1. The Main Wan 2.1 Model

First We will Talk about the main model. You will usually see a version called BF16 available for download.

That is the full uncompressed version of the model. It is massive around 28 gb in size. Unless you have a high end gpu do not download that one. It will just crashes your sytem

I am using the FP8 version for my workflow. Think of FP8 like a compress file. It is much smaller only about 14 gigabytes but the quality is basically the same as the big one for video generation. You can also see GGUF versions online which are great for low end cpu because they are very compressed. But for this workflow i m using the FP8 because it is faster.

2. The LightX 2 Video LoRA

Second is the LoRA file. I am using the LightX 2 Video LoRA.

This file is basically the speed switch for the whole process. Without it you have to wait for 30 steps for every single frame. With it you only need about 6 steps to get a good result. I use the BF16 version here because LoRAs are small files anyway so we don’t need to compress them further. We want the full quality here so the motion stays smooth and consistent.

3. The Text Encoder

Third is the Text Encoder which is the brain that reads and understands your prompt. I am using the UMT5-XXL BF16 file.
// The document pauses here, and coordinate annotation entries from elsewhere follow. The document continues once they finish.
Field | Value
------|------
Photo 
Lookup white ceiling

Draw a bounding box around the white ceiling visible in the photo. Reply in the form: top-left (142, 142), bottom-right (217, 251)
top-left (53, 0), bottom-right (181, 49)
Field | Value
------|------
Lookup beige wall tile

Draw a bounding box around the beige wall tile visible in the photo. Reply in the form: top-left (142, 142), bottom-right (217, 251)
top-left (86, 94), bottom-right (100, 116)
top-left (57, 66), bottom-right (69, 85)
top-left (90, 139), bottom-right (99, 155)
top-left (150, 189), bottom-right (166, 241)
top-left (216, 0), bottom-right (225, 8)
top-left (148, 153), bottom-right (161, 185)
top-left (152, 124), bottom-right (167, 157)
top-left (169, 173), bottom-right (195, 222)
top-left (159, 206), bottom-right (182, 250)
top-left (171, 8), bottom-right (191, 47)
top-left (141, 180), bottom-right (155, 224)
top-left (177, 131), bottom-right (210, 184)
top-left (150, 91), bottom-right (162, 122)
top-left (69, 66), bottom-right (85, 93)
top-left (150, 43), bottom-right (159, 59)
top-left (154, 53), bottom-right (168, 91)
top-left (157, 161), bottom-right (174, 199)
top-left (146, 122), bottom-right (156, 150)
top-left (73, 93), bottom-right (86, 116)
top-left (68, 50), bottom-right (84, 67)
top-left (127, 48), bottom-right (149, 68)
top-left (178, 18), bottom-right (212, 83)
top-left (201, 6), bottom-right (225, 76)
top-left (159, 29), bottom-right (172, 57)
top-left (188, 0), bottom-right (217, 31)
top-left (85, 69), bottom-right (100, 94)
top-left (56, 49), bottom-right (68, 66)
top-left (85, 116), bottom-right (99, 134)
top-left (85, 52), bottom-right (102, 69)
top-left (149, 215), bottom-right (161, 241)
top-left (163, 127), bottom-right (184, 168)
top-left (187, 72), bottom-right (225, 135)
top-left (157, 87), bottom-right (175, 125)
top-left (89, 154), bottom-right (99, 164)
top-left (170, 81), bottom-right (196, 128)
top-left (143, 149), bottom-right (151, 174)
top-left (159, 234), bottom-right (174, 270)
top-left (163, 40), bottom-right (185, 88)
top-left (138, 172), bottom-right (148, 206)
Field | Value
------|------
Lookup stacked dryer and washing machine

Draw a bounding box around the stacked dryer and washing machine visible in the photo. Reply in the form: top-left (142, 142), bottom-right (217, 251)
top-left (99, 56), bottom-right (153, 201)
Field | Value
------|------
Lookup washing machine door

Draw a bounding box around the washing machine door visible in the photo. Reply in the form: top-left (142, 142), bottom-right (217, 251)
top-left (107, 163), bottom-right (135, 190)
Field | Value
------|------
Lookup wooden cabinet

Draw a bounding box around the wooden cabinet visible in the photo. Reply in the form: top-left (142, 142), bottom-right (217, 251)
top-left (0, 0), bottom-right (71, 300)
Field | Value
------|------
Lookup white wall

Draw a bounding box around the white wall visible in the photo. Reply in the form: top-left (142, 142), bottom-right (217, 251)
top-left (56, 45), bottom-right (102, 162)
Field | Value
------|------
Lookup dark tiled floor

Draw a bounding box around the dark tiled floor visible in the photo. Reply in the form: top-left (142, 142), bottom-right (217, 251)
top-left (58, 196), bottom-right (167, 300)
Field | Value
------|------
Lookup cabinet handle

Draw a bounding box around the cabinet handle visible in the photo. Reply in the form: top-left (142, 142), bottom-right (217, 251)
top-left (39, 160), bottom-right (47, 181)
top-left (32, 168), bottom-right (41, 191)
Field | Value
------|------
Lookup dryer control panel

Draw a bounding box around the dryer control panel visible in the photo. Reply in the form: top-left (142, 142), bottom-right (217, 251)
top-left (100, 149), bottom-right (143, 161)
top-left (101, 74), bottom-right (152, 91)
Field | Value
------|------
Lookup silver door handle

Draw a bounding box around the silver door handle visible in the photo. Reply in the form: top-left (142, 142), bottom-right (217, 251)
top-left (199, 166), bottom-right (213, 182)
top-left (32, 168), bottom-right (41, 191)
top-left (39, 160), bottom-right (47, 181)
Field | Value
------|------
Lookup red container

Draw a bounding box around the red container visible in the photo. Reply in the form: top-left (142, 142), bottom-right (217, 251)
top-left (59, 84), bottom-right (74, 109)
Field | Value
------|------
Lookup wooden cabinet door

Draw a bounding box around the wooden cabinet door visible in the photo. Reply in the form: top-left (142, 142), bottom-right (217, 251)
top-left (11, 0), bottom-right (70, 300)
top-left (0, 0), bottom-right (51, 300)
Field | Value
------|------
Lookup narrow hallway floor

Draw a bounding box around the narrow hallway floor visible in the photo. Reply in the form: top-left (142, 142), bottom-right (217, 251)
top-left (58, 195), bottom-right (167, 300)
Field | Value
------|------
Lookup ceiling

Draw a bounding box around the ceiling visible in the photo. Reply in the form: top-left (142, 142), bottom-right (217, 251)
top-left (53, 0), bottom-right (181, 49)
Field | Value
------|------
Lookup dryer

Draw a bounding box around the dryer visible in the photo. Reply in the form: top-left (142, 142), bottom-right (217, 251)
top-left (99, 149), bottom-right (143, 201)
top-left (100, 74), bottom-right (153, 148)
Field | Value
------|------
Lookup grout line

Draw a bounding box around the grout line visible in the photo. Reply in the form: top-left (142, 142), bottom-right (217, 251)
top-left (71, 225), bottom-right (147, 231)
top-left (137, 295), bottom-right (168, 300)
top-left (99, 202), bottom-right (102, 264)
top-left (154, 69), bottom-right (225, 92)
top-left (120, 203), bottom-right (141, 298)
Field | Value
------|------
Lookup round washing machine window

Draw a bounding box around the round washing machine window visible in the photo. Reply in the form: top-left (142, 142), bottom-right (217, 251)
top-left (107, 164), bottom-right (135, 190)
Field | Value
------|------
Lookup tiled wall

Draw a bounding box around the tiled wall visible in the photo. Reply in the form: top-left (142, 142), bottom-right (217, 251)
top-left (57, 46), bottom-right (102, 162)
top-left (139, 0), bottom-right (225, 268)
A lot of guides tell you to use the FP8 version to save disk space. I disagree with that advice based on my testing. I found that the compressed text encoders sometimes ignore complex instructions like when we tell the camera to pan left or zoom out. The BF16 version is smarter and understands your prompt much better. So even though it is a bigger file use the BF16 Text Encoder to make sure the AI actually listens to what you want it to do.

4. The Uni3C Controlnet

Fourth is the Controlnet file. This is the most important file for fixing the static camera issue which we will discuss below. This file reads the camera movement data from your reference video. Do not skip this file or the camera fix in this workflow will not work at all.

Setting Up the Workflow for Movement

Now let’s look at the workflow setup. We start right at the top with prompts.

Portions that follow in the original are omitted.